Padahal, menurut Kogoya, pasca pembentukan Tim Ad Hock, negara RI mampu mengeluarkan uang Rp. 20 M dollar dan membayar kepada negara lain, yakni Fiji, Kepulauan Salomon dan PNG.
“Itu artinya, negara sengaja membungkam kasus Paniai Berdarah, dan kasus-kasus pelanggaran HAM lainnya yang terjadi di seluruh bumi Cenderawasih ini. Jadi, Komnas HAM juga pemerintah RI harus bedakan mana yang kasus kriminal atau kasus pelanggaran HAM,” kata Kogoya.

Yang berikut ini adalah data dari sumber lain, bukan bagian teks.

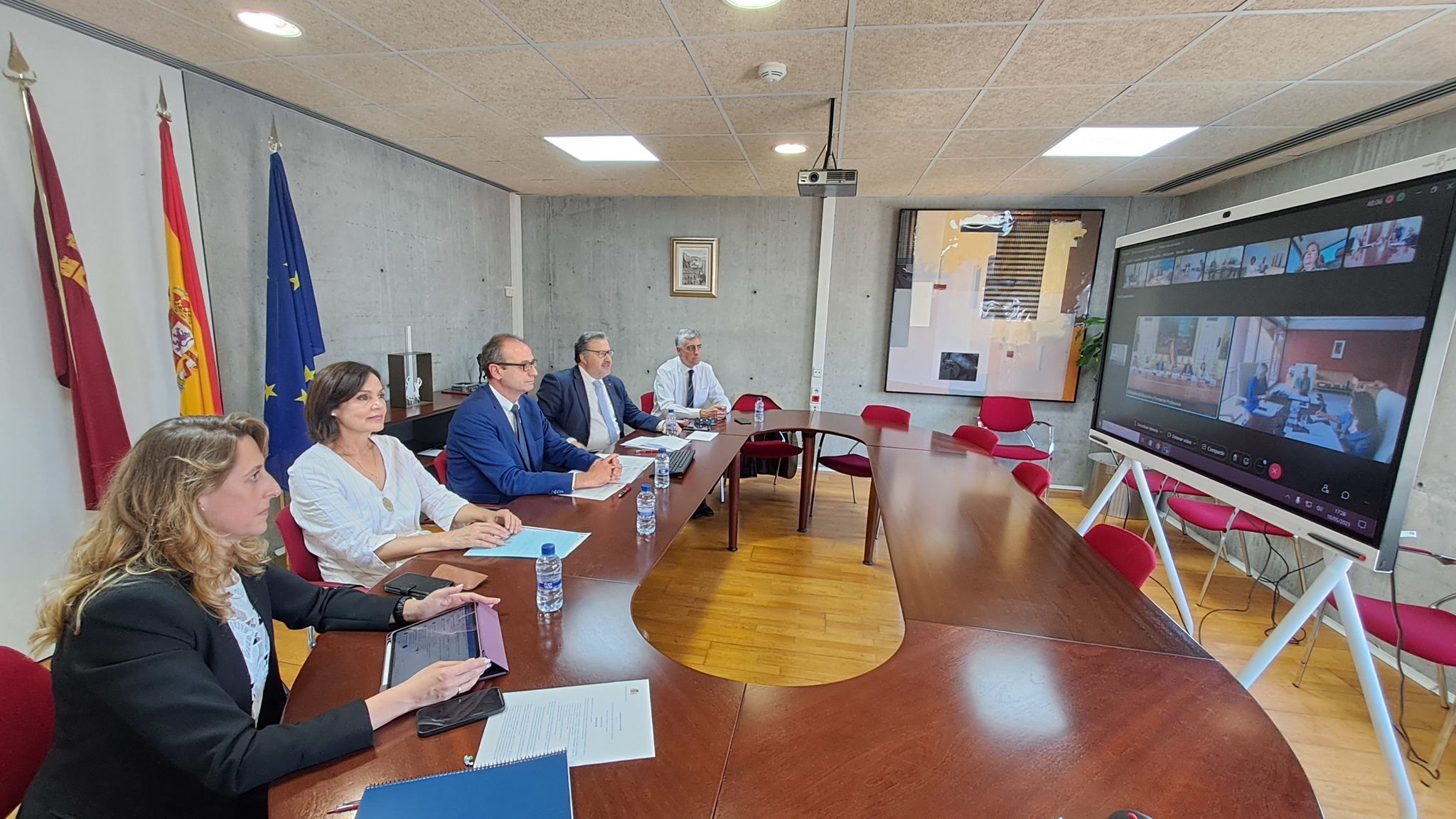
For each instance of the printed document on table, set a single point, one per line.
(528, 542)
(632, 466)
(597, 723)
(657, 442)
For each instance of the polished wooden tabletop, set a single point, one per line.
(1032, 681)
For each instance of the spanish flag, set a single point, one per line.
(187, 315)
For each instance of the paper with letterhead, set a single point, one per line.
(608, 722)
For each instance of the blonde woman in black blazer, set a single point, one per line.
(162, 706)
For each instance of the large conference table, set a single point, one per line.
(1033, 680)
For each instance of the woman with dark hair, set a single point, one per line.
(358, 494)
(165, 674)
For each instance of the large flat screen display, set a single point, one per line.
(1279, 355)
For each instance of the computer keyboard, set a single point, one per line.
(679, 459)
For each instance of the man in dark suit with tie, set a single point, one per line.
(501, 445)
(590, 405)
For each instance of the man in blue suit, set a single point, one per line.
(590, 405)
(501, 445)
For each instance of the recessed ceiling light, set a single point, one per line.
(1115, 141)
(603, 149)
(268, 22)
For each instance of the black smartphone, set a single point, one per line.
(415, 587)
(459, 712)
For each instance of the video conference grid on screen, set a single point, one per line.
(1279, 355)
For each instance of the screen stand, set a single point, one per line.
(1150, 506)
(1336, 579)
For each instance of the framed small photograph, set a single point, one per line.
(695, 267)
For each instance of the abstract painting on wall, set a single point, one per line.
(987, 302)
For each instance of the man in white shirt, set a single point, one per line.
(686, 385)
(590, 405)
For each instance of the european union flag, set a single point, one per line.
(293, 330)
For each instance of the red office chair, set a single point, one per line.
(1224, 519)
(1034, 477)
(980, 437)
(441, 469)
(1429, 633)
(1005, 414)
(1129, 554)
(26, 723)
(300, 560)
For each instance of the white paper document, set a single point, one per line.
(657, 442)
(632, 466)
(597, 723)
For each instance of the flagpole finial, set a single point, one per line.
(162, 101)
(16, 68)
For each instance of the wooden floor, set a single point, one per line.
(801, 609)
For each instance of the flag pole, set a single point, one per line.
(19, 72)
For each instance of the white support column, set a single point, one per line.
(518, 290)
(822, 302)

Dikatakan, sementara dalam proses mendorong kasus Paniai pada penegakan hukum masih saja terjadi beberapa kasus lain, yakni Yahukimo Berdarah, kasus Utikini di Timika, kasus Ugapura berdarah di Kabupaten Dogiyai dan penembakan terhadap dua warga oleh TNI di Timika.

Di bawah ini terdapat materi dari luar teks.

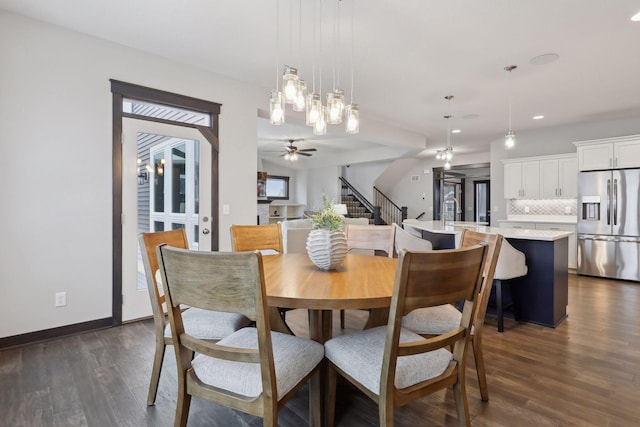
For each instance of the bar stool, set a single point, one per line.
(511, 264)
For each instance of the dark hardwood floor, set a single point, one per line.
(586, 372)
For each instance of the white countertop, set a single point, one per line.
(555, 219)
(508, 233)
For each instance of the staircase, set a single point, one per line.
(354, 207)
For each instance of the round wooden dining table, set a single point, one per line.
(360, 282)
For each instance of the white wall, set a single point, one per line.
(322, 181)
(55, 143)
(297, 179)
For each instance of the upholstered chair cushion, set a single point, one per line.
(294, 358)
(511, 263)
(210, 325)
(435, 320)
(360, 355)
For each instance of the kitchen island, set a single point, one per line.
(540, 297)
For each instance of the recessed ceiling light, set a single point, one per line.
(546, 58)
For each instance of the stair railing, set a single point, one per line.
(389, 211)
(350, 190)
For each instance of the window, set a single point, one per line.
(277, 187)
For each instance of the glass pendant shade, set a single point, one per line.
(276, 108)
(510, 139)
(352, 115)
(314, 108)
(290, 84)
(320, 127)
(335, 106)
(301, 96)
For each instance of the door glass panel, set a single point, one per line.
(178, 173)
(158, 182)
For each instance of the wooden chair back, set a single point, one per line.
(426, 279)
(148, 243)
(373, 237)
(218, 281)
(256, 238)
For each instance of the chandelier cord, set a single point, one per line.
(352, 48)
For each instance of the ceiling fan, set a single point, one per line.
(291, 151)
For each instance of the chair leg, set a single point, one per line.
(480, 370)
(155, 371)
(499, 306)
(330, 399)
(462, 406)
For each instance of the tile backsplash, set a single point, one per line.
(555, 207)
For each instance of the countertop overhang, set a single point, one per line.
(508, 233)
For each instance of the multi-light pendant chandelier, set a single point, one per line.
(447, 153)
(510, 137)
(294, 89)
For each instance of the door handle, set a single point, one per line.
(608, 202)
(615, 202)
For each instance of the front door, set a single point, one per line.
(166, 185)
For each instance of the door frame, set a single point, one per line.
(475, 198)
(121, 90)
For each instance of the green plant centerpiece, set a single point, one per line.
(327, 242)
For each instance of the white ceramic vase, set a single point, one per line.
(326, 249)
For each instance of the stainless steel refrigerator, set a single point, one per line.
(608, 230)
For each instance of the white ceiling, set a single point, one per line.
(408, 55)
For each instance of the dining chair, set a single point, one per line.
(253, 370)
(394, 366)
(368, 238)
(203, 324)
(438, 320)
(405, 240)
(267, 239)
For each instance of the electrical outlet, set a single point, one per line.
(61, 299)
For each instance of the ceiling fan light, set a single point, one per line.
(276, 108)
(314, 106)
(290, 84)
(320, 127)
(301, 96)
(510, 139)
(353, 119)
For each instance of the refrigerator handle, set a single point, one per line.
(615, 202)
(608, 202)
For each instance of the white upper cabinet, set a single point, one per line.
(610, 153)
(521, 179)
(558, 177)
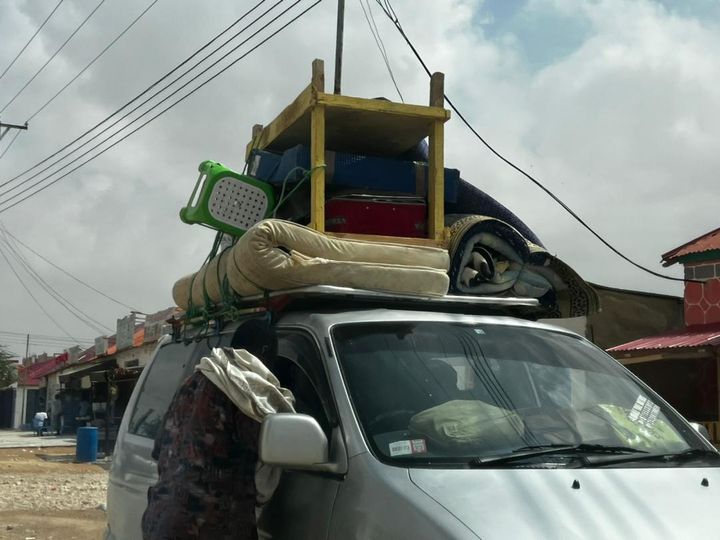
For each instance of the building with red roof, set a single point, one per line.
(684, 365)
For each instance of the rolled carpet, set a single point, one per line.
(490, 257)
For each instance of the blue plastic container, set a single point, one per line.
(363, 173)
(86, 444)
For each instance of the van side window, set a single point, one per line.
(167, 371)
(300, 369)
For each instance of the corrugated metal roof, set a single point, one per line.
(707, 242)
(32, 375)
(697, 336)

Sekretaris FIM Papua, Melianus Diwitauw mengungkapkan, pihaknya menilai Tim Ad Hock semakin diam dalam situasi tersebut, tidak ada upaya serius huna mendorong hingga tuntas.

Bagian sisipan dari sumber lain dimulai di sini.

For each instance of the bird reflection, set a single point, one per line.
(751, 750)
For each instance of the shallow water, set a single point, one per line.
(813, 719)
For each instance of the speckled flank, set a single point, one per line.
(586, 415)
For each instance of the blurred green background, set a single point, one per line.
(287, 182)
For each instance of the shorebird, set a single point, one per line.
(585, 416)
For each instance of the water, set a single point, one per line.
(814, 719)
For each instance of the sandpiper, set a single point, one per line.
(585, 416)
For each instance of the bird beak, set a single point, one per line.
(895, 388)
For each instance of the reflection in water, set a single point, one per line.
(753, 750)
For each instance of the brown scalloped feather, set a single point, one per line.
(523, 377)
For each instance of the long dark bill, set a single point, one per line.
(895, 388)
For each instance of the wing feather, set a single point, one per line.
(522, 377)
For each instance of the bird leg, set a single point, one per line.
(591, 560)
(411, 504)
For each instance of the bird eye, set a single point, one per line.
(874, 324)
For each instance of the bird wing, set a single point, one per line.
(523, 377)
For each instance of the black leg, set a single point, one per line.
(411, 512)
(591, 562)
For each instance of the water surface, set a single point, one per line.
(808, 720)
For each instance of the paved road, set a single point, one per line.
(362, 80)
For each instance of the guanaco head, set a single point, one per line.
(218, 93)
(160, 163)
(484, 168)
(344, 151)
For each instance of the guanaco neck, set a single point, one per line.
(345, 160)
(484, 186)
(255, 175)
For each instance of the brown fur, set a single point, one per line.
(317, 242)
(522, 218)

“Dalam kondisi ini, kami sebagai mahasiswa yang juga adalah agen perubahan pernah mengajak rakyat Papua, khususnya di Kota Jayapura untuk menyumbangkan dana demi membantu dan membiayai Tim Ad Hock melalui penggalangan dana. Namun, ketika kami sedang galang dana di beberapa tempat, yakni Putaran Taksi Perumnas III Waena, Terminal Ekspo dan Merpati Abepura, kami 14 orang mahasiswa ditangkap oleh Polisi,” tukas Duwitauw.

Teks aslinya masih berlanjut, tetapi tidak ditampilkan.